State set to repave 101 through Hoquiam, Aberdeen

A four-mile paving and sidewalks improvement project that starts on the west end of Hoquiam and goes along the main Highway 101 drag through Hoquiam and Aberdeen, ending at the Wishkah River, will start as early as Feb. 18, according to the state Department of Transportation, and continue through the spring and summer.

The work stretches from the intersection of Simpson Avenue and 5th Street in Hoquiam east to South H Street in Aberdeen at the west end of the Heron Street Bridge.

“This is a huge project benefit for the community, particularly the sidewalks,” said Hoquiam City Administrator Brian Shay.

Rognlin’s Inc. was awarded the bid for the $5.6 million project. The City of Hoquiam will use grants and existing funds to do its own sidewalk work alongside the paving project, as well as repave 23rd Street from Bay Avenue to Simpson Avenue.

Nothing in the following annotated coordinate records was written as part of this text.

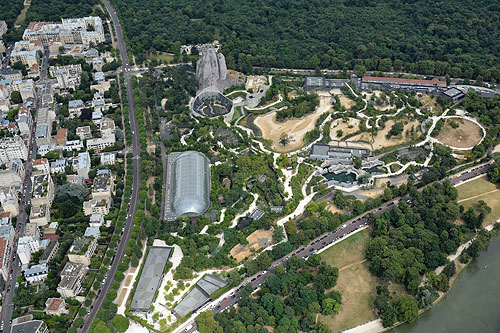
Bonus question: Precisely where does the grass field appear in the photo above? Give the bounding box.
[321,229,371,269]
[457,176,497,201]
[318,229,377,332]
[318,261,377,332]
[436,118,483,148]
[457,177,500,227]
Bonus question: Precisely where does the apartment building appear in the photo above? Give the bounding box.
[0,159,24,187]
[57,261,88,298]
[68,236,97,266]
[0,135,28,163]
[0,224,15,281]
[24,264,49,284]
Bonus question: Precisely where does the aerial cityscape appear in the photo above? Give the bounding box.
[0,0,500,333]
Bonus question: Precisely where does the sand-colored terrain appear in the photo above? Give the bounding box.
[417,94,443,114]
[229,229,273,262]
[245,75,267,93]
[349,120,420,150]
[330,118,360,140]
[254,93,332,152]
[436,118,483,149]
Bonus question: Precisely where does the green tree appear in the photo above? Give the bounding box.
[196,311,222,333]
[111,315,130,333]
[396,295,418,323]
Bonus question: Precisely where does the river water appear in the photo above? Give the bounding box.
[391,237,500,333]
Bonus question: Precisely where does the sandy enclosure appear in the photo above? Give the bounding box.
[349,120,420,150]
[436,118,483,148]
[254,93,332,152]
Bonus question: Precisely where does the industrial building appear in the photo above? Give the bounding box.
[309,143,370,164]
[130,244,172,312]
[172,274,227,318]
[165,151,210,221]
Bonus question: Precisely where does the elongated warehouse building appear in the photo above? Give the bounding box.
[165,151,210,221]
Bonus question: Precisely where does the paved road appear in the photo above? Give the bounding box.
[0,52,49,332]
[82,0,141,332]
[181,162,492,332]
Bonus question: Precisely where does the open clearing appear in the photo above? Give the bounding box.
[330,118,360,140]
[245,75,267,92]
[229,229,273,262]
[318,262,377,332]
[349,120,420,150]
[418,94,443,114]
[254,94,332,152]
[319,230,377,332]
[457,176,500,227]
[436,118,482,148]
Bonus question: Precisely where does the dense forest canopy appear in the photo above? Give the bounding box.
[113,0,500,80]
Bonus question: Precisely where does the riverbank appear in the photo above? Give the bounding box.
[345,221,500,333]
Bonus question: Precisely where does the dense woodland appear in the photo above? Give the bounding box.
[215,255,342,333]
[113,0,500,81]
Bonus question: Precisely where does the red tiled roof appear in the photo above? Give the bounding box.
[42,233,59,241]
[47,298,63,311]
[33,157,49,165]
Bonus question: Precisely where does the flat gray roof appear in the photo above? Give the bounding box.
[131,246,172,311]
[173,274,227,318]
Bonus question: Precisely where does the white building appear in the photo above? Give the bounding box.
[17,236,40,265]
[33,158,50,175]
[89,214,104,228]
[100,153,116,165]
[75,125,92,141]
[63,140,83,151]
[68,99,85,118]
[68,236,98,266]
[0,159,24,187]
[0,225,14,281]
[24,264,49,284]
[23,16,105,46]
[57,261,88,298]
[0,135,28,163]
[50,158,66,173]
[73,152,91,179]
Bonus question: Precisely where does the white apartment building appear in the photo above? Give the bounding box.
[0,135,28,163]
[0,224,14,281]
[24,264,49,284]
[17,236,40,265]
[75,125,92,141]
[57,261,88,298]
[0,159,24,187]
[83,196,112,216]
[68,236,97,266]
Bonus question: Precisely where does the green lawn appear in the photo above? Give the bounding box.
[457,176,497,200]
[320,229,371,269]
[318,262,377,332]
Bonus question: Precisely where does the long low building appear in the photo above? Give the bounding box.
[172,274,227,318]
[309,143,370,162]
[165,151,211,221]
[130,244,172,312]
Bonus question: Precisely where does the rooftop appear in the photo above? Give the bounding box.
[131,246,172,311]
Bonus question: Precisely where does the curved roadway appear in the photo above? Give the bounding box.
[81,0,141,332]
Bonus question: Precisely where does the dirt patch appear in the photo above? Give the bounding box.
[330,118,360,140]
[116,289,127,306]
[254,94,332,152]
[319,260,377,332]
[418,94,443,114]
[436,118,483,148]
[125,274,134,287]
[245,75,267,93]
[229,229,273,262]
[349,120,420,150]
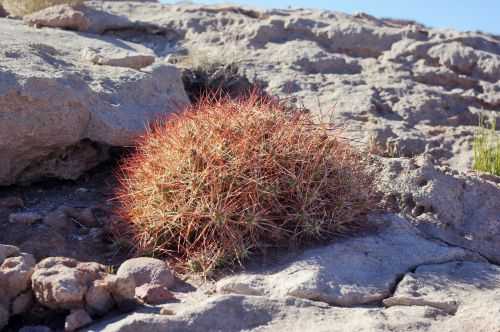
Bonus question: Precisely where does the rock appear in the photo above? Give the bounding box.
[60,206,99,228]
[217,215,480,306]
[0,20,189,185]
[104,275,136,306]
[11,291,33,315]
[0,196,24,209]
[19,325,52,332]
[23,4,164,34]
[9,212,42,225]
[0,253,36,299]
[0,244,20,264]
[31,257,105,309]
[23,5,90,31]
[116,257,175,288]
[384,262,500,331]
[135,284,175,305]
[64,309,92,331]
[82,48,155,70]
[85,280,115,315]
[43,207,76,233]
[0,303,9,330]
[379,156,500,263]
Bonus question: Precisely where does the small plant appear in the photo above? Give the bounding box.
[473,116,500,176]
[117,94,376,275]
[1,0,85,17]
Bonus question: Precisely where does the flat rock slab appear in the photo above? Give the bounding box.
[378,156,500,263]
[217,215,475,306]
[0,19,189,185]
[384,262,500,331]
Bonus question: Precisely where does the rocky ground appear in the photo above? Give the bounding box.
[0,1,500,332]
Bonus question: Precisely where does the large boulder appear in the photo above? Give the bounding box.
[0,20,189,185]
[378,156,500,263]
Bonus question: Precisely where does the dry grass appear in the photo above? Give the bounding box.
[117,92,376,275]
[1,0,85,17]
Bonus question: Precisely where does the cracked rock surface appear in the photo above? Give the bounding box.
[0,1,500,332]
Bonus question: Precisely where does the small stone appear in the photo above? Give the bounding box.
[104,274,135,306]
[160,308,175,316]
[43,208,74,232]
[9,212,42,225]
[64,309,92,331]
[0,253,36,299]
[19,325,52,332]
[85,280,114,315]
[0,244,20,264]
[0,196,24,209]
[116,257,175,288]
[0,303,9,331]
[135,284,175,305]
[11,291,33,315]
[64,207,99,227]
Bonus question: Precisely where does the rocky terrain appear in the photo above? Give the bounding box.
[0,1,500,332]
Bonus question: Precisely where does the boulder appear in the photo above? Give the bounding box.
[0,20,189,185]
[9,212,42,225]
[31,257,106,310]
[85,280,115,315]
[82,48,155,70]
[64,309,92,332]
[378,156,500,263]
[135,284,175,305]
[116,257,175,287]
[0,253,36,299]
[0,244,20,264]
[384,262,500,331]
[217,215,480,306]
[0,303,9,329]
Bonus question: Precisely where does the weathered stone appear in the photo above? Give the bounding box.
[217,216,479,306]
[85,280,114,315]
[82,48,155,70]
[384,262,500,331]
[0,253,36,299]
[0,196,24,209]
[11,291,33,315]
[135,284,175,305]
[0,244,20,264]
[104,275,136,306]
[0,20,189,185]
[31,257,105,309]
[64,309,92,331]
[116,257,175,287]
[379,156,500,263]
[9,212,42,225]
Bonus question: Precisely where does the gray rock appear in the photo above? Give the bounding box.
[11,291,33,315]
[217,216,477,306]
[135,284,175,305]
[0,253,36,299]
[9,212,42,225]
[82,48,155,70]
[384,262,500,331]
[378,157,500,263]
[19,325,52,332]
[0,303,9,329]
[31,257,105,309]
[116,257,175,287]
[0,20,189,185]
[0,244,20,264]
[64,309,92,331]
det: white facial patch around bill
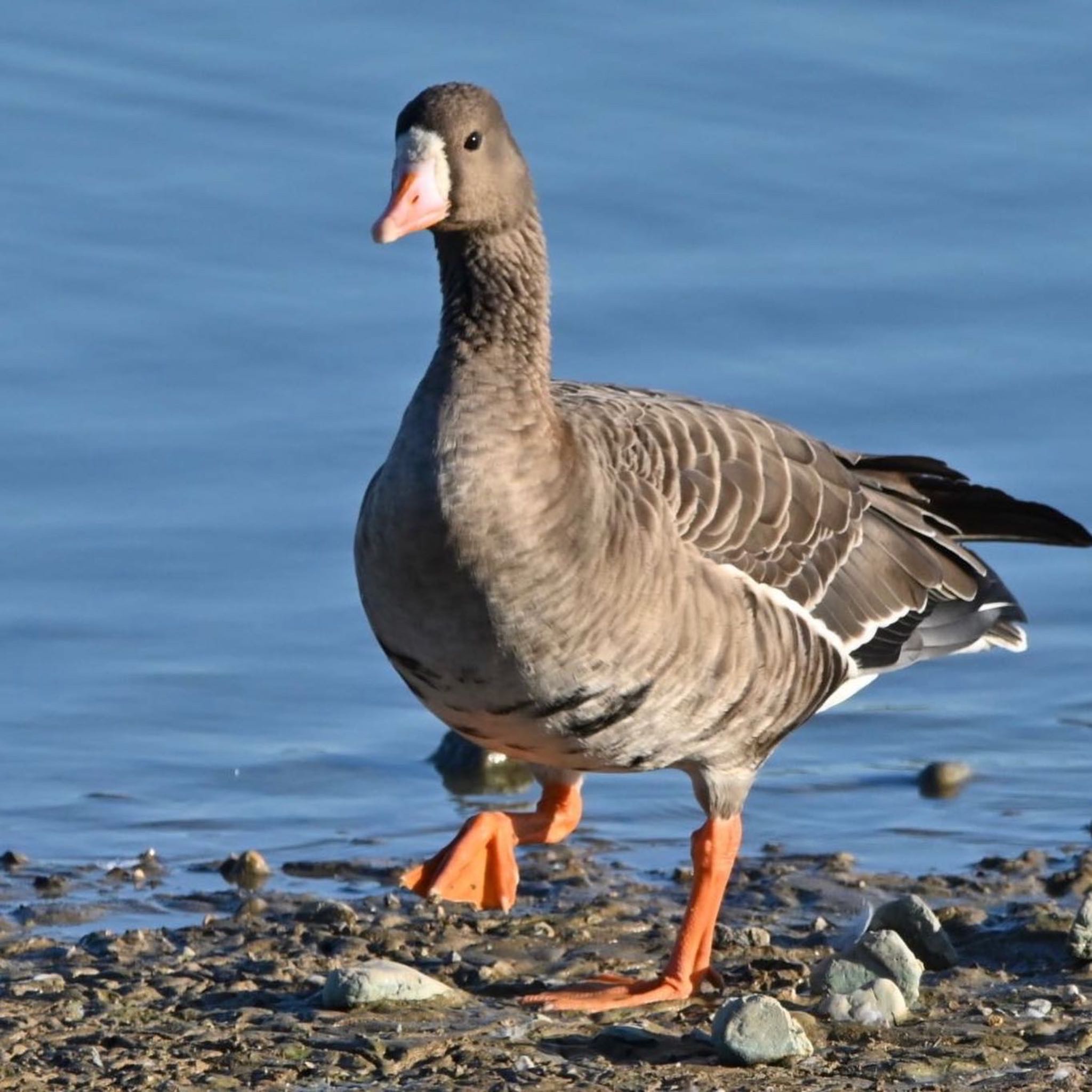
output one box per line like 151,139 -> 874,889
391,126 -> 451,201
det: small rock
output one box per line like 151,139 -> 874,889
0,849 -> 30,872
428,732 -> 534,796
1066,891 -> 1092,963
322,959 -> 455,1009
850,929 -> 925,1005
1020,997 -> 1054,1020
713,994 -> 813,1066
917,762 -> 974,799
819,978 -> 908,1027
595,1024 -> 660,1046
34,872 -> 68,899
868,894 -> 958,971
812,929 -> 925,1005
812,956 -> 876,995
136,846 -> 167,876
296,899 -> 356,926
716,923 -> 772,948
10,974 -> 65,997
220,849 -> 273,891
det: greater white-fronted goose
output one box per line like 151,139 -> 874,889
355,84 -> 1092,1010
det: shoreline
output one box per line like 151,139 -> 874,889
0,845 -> 1092,1092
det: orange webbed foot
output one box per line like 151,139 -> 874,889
402,812 -> 520,910
520,968 -> 723,1012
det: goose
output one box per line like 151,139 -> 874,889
354,83 -> 1092,1011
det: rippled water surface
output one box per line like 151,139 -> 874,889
0,0 -> 1092,921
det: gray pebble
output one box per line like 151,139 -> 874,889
849,929 -> 925,1005
917,762 -> 974,799
428,732 -> 533,796
812,956 -> 876,994
322,959 -> 455,1009
595,1024 -> 660,1046
220,849 -> 273,891
1067,891 -> 1092,963
868,894 -> 958,971
819,978 -> 908,1027
296,899 -> 356,926
712,994 -> 813,1066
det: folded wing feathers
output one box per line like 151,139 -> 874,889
555,383 -> 1048,672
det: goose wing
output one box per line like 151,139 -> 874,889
556,383 -> 1057,672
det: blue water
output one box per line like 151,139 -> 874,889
0,0 -> 1092,921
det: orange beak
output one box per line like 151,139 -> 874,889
371,162 -> 448,243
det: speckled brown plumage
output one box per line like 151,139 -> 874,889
356,84 -> 1090,1007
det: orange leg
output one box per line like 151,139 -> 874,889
521,815 -> 743,1012
402,783 -> 581,910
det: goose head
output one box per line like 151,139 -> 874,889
371,83 -> 534,243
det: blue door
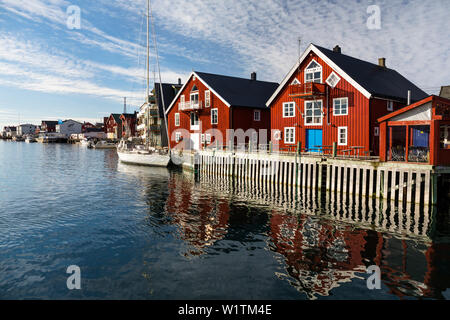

“Any time there is a paving project on a state highway through a city like Aberdeen or Hoquiam, if there are ADA ramps, the state is responsible to pay for the ramps,” said Shay. “We will do the sidewalks in between.”

Grants for such projects are highly competitive, but Hoquiam was able to secure more than $500,000 in grant money to partially pay for the sidewalk improvements and 23rd Street paving.

“We’ve wanted to replace the sidewalks on the east side along the state highway for some time, and winning that grant was super competitive, so we were extremely excited when we knew we got it,” said Shay.

In Aberdeen, the city “has not proposed any work to coincide with WSDOT’s (paving project) this year on US 101 southbound,” said City Engineer Kris Koski. “WSDOT will be updating ADA ramps at intersections along the (project), which they are required to do.”

However, the City of Aberdeen’s annual transportation plan calls for more than $385,000 for sidewalks, and this year the city plans to add a sidewalk and bike lane to the east side of Boone Street from Edward P. Smith Drive to Harriman Street and a sidewalk to the east side of Evans Street from the Miller Junior High School exit north to MacFarlane Street, said Koski.

The Department of Transportation said the Hoquiam to Aberdeen project will include replacement of worn expansion joints on the Simpson Avenue Bridge over the Hoquiam River.

The work is expected to continue into the fall of 2020. There will be weekday, daytime shoulder closures as crews reconstruct ramps and sidewalks, at which times pedestrians may need to detour from one side of the roadway to the other.

The pavement repairs, including grinding of damaged pavement and laying down new pavement on both lanes, will be done at night when traffic volumes are lower. This will occur mid-summer and last about eight weeks; drivers can expect a single lane closure during this phase.

The sidewalk repair project in Hoquiam will cost a little more than $800,000. With the $500,000 in grant money, that leaves the city responsible for about $334,000, said Shay, paid for with money already set aside in the city’s budget for the project. About $117,000 of the $500,000 in grant money will go toward repaving 23rd Street in east Hoquiam, about $42,000 shy of the $160,000 cost of that portion of the project.

It’s possible the city could spend an additional $50,000 on street extensions during the state project.

“When they’re paving a state highway, each time they go through an intersection – say, 7th Street – they kind of go a little ways down 7th Street, and I mean a little ways, which is in their right-of-way,” said Shay. “That’s where they stop, and at some of those stopping points the streets are in bad condition, so we had them bid the cost of extending the paving at four different locations.”

That cost came to $160,000 for extensions at 7th, 6th, 23rd and 31st streets. Shay said the city did not award a bid for that work, but in December the City Council authorized up to $50,000 to address those locations at a later date.

The entire sidewalks and repaving project was delayed by a season because of lack of competitive bidders; there was only one bid, according to Department of Transportation spokeswoman Christina Werner, “with that bid being 88% higher than the engineer’s estimate. For financial reasons, we chose to postpone until this spring.”